I started dabbing again during the pandemic. Things have changed since the last time I took a hit.

Jul 7, 2021 at 4:00 am
click to enlarge B.D.T.’s Ashley W. (with a glass rig) and Dana Elgie (with an e-rig) teach us how to dab. - Lee DeVito
Lee DeVito
B.D.T.’s Ashley W. (with a glass rig) and Dana Elgie (with an e-rig) teach us how to dab.

The first time I dabbed was at a house party about a decade ago. That was also around the last time I dabbed. It was a complicated ordeal for a newbie like me, and I needed help making sense of the dab rig — someone to heat the cannabis oil with a blowtorch, while another person released the carb at the right time and I sucked the air into a water chamber. Immediately afterward, I sat down on the couch while my brain felt like it was a balloon floating away, and remained there for hours giggling while dubstep music thumped.

I found the whole thing — the glassware, the blowtorch, the stratospheric high, the dubstep — to all be a bit too much, and I figured good old-fashioned flower was actually plenty of weed for me, thanks. And for many years, it was.

At some point during the pandemic, though, I got bored, and started to crave something beyond the high provided by the flower and edibles that are my usual go-to for weed. So one day, I stopped by B.D.T. in Hazel Park and walked out with a $30 glass dab rig, swung by the nearby Skymint dispensary for some hash oil, and brought it all over to my pandemic pod as a surprise.

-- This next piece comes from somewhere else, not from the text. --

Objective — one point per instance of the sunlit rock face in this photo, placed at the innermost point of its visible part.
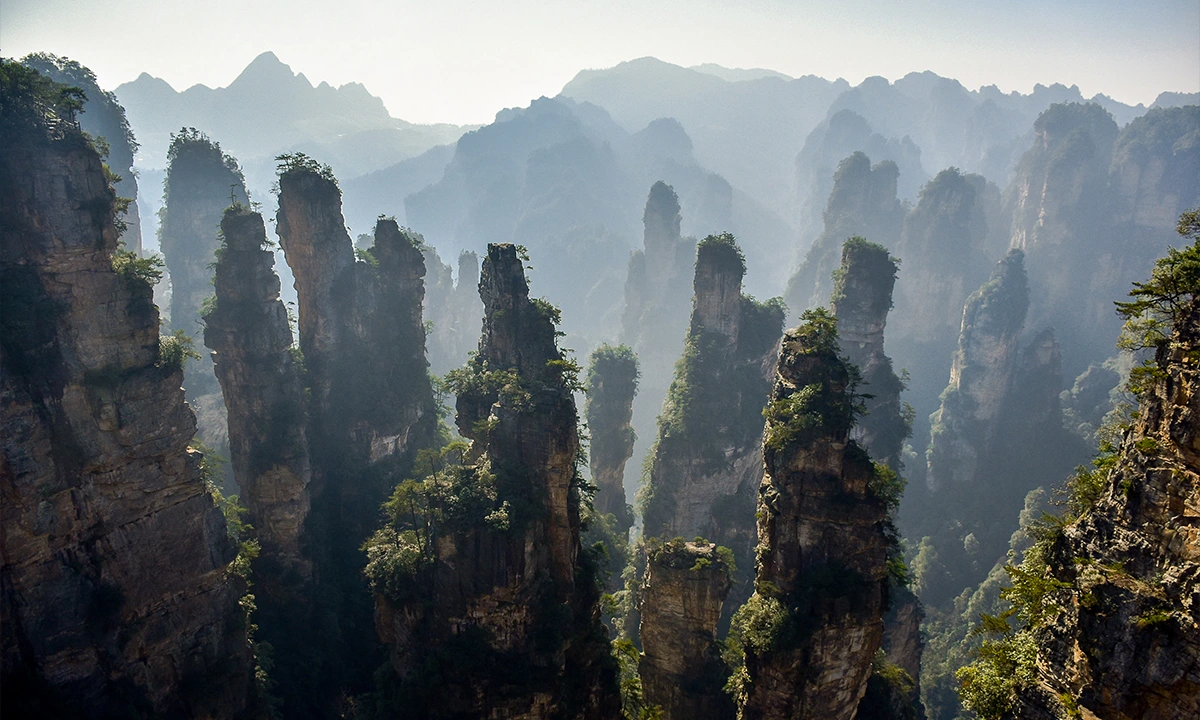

Things were great at first. Our tolerance had gotten pretty high after months of staying indoors and smoking weed, and the heavy high provided by dabbing the cannabis oil was a welcome escape from the dreariness of the pandemic. But then things got goofy — I kept breaking the glass “banger” that holds the hash oil. I’d like to be able to say that was because I was simply getting too stoned, but in reality I broke it a couple times fully sober while packing up my dab rig to take to my pod, and sheepishly had to return to B.D.T. multiple times to buy another one. Then things culminated in an unfortunate blowtorch mishap whose details don’t need to be rehashed in this rag, aside from noting it resulted in my friend singeing off his arm hair while watching Tom and Jerry.

I decided then to take another break from dabbing.

Maybe I was dabbing wrong? I stopped back by B.D.T. recently to talk to Ashley W. and Dana Elgie, who the owner introduced to me as the shop’s resident “Dab Queens,” for some tips on how to dab the proper way.

“You’re getting more bang for your buck,” Ashley says of the popularity of dabbing. “There’s a lot that can go wrong, like heating it up too fast — or if you smoke out in the garage, and it’s the middle of winter and your dab rig’s been sitting out. You put the torch on it, it’s immediately going to crack.”

She adds, “But it can be scary, especially because some of the torches have a little bit of blowback right after you fire them. Or some people are out there using those huge, really big propane torches.”

“Yeah, you want to make sure you’re not starting your dab torch when you have, like, a bottle of cleaning alcohol near it,” Elgie says.

Fortunately, there is a spectrum of dabbing products beyond glass rigs.

“Even just the last five years that I’ve been working here, I feel like it has changed so much — and especially over the last decade,” Ashley says.

One of the biggest innovations is the smart rig, or electronic devices that don’t require a blowtorch. Puffco’s Peak smart rig starts at around $249.99, charges with a USB cable, and has pre-programmed heat settings and LED lights to help you time your hits. The higher-end Peak Pro goes for around $399 and has all of the above, plus it connects to your phone via Bluetooth so you can change the temperature with an app. Both models come with a carrying case.

I felt like I was leaving the Stone Age. Yabba dabba do!

But as the Dab Queens explain, high-tech isn’t always better. There are also more simple solutions to dabbing, like the “nectar collector” — a hollow glass tube that you heat up with a torch, touch to the wax, and inhale. No moving parts, literally just a glass tube. Those start at just $10 for a glass tube and $30 for an electronic one.

“If you’re just starting to get into dabbing, don’t spend $400,” Ashley says. “Some people don’t like it. I always say start small. If you want to start with a nectar collector just to kind of get a feel, you’ll understand how it affects you. And if that’s something that you like, then you can move up from there. But don’t jump headfirst to the most expensive thing, because sometimes it’s not for everybody. Maybe they don’t like the head high. It’s just like alcohol — your beer affects you differently than your wine, or shots.”

I wound up getting a simple glass nectar collector, and it seems to be the most elegant solution — and plenty of high. Plus, it seems impossible to break. I don’t like to dab all the time, but once in a while it’s nice to switch it up.